The discovery of the blood, which McCausland termed “troubling,’’ was made early in the investigation after Justin DiPietro, Ayla’s father, called police at 8:51 a.m. Dec. 17 to report his daughter missing.
McCausland would not discuss how much blood was discovered or its exact location. He also said he did not know whether police had obtained a sample of DiPietro’s blood.
Wearing green pajamas that bore the words “Daddy’s Princess,’’ Ayla had been alone in a room on the night she disappeared. DiPietro had been sleeping in the basement with his girlfriend and her young son, according to a timetable posted online by a friend of DiPietro’s and reported by the Morning Sentinel newspaper.
As the massive search for Ayla drags on, McCausland said, “we are growing more concerned.’’
Bob Vear, who helped organize yesterday’s vigil and is a friend of DiPietro’s brother, downplayed the discovery of the blood, which he said the family had brought to his attention three weeks ago.
“It is possibly nothing more than somebody cut themselves shaving in the house,’’ Vear said.
Last week, before yesterday’s disclosure that blood had been found, many area residents were clinging to a belief that Ayla was alive and that someone who knew her - possibly to give the child a fresh start - might be involved in her disappearance from a house that held her father, two other adults, and two more children that night.
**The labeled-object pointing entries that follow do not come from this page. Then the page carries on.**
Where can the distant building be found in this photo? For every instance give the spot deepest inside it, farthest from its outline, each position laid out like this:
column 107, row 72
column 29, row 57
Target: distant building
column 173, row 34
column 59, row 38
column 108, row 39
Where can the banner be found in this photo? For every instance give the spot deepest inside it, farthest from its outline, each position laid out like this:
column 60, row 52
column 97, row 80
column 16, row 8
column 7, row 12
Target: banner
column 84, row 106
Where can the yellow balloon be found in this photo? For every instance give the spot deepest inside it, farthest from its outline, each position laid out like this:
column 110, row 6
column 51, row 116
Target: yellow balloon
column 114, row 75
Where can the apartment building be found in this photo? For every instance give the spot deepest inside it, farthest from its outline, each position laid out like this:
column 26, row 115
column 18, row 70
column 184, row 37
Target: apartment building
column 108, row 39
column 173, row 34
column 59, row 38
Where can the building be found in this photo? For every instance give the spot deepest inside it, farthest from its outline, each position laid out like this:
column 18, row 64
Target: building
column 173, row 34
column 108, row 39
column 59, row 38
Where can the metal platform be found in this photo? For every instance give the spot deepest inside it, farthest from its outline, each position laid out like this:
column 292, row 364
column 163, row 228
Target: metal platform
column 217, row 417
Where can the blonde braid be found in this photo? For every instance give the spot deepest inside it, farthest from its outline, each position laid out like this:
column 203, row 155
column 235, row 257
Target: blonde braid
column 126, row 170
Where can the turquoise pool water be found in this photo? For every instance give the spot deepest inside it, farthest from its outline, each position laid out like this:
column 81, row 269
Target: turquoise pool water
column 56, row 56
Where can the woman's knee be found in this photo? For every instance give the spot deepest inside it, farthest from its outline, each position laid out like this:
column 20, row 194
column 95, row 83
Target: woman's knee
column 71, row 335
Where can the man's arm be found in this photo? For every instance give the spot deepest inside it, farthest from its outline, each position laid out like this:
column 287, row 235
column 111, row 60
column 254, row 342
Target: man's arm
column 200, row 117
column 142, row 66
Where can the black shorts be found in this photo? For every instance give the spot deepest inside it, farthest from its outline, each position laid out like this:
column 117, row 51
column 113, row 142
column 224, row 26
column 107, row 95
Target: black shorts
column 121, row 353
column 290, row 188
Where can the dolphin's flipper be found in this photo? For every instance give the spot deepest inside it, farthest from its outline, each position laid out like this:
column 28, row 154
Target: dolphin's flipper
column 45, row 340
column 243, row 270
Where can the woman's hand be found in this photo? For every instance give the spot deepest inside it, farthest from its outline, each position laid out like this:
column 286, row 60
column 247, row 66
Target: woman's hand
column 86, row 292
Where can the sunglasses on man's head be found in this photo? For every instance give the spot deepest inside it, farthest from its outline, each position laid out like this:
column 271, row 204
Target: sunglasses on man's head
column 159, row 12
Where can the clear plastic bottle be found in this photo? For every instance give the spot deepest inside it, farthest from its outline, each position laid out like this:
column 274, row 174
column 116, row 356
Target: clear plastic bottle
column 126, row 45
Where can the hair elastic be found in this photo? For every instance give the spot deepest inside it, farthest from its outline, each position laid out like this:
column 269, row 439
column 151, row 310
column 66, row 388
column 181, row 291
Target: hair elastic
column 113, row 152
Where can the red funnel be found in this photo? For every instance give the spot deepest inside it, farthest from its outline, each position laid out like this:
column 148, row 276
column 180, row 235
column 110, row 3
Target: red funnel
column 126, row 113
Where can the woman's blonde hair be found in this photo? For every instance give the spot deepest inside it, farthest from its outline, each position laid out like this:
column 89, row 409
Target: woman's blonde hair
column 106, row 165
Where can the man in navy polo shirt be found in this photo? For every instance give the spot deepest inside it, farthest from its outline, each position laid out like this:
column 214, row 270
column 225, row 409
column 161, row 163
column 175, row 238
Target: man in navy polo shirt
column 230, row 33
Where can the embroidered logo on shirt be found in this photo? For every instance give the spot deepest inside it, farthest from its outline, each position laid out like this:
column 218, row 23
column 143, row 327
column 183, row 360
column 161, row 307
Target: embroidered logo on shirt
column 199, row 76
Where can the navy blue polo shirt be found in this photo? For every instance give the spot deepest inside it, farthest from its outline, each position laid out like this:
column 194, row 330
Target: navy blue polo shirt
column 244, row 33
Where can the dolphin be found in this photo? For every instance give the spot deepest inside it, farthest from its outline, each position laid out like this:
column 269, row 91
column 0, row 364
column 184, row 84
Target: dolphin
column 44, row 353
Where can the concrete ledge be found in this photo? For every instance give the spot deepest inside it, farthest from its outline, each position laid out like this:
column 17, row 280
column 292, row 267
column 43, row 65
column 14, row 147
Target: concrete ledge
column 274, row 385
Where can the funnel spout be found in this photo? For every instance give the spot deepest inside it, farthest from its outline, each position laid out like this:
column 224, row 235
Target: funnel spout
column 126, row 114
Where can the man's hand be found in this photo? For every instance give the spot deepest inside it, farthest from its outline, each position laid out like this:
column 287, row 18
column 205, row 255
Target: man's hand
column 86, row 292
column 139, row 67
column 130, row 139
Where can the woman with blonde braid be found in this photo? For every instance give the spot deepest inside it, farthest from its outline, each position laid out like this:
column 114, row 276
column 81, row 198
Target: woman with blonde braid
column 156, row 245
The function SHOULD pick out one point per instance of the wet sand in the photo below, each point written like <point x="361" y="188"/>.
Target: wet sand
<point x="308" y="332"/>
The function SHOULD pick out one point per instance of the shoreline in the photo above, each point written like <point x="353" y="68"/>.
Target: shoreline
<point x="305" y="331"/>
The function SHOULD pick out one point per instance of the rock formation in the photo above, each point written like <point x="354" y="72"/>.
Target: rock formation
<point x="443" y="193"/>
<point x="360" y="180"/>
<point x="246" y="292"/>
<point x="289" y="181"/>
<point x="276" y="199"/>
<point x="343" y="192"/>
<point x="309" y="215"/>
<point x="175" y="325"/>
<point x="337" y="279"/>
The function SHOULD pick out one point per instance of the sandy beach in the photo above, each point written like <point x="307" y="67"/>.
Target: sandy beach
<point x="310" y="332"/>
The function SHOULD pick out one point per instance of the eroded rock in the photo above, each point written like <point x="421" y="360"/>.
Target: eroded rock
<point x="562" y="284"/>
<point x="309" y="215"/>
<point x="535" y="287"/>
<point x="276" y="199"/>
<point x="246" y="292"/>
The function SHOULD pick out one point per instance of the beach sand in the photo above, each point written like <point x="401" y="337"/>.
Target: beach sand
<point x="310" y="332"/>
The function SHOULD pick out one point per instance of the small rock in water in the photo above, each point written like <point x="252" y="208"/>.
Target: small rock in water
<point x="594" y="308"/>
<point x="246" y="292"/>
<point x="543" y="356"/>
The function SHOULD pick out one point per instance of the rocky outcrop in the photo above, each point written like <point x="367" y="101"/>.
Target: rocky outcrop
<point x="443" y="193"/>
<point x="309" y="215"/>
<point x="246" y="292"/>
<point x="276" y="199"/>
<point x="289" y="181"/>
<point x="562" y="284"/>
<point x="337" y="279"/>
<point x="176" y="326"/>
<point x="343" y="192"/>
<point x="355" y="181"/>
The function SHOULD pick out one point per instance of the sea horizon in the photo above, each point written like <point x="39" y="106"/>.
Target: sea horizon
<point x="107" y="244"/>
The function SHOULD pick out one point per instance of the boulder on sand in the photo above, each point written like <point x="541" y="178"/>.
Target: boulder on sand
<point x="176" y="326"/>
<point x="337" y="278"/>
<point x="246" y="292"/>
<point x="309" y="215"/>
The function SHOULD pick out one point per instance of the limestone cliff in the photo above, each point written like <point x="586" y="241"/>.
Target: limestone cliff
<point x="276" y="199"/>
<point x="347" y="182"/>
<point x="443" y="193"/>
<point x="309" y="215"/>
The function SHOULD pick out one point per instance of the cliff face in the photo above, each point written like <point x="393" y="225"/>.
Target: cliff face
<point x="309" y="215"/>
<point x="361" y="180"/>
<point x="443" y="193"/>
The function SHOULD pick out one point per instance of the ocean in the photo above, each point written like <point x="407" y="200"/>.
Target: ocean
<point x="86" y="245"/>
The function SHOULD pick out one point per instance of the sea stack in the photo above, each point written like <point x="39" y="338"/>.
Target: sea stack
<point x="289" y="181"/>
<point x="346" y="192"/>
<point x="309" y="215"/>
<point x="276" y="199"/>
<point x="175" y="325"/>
Pati Redeagle, who can see Ayla’s bedroom window from her next-door home, said last week she thinks this was no random crime. “Whatever happened, happened on a personal level,’’ Redeagle said.
The public details of the case are as familiar here as the century-old footbridge that spans the nearby Kennebec River: Ayla had been staying with her 24-year-old father at his mother’s house. The child’s mother, 23-year-old Trista Reynolds of Portland, had asked DiPietro to care for Ayla while Reynolds entered a rehabilitation program for her addiction.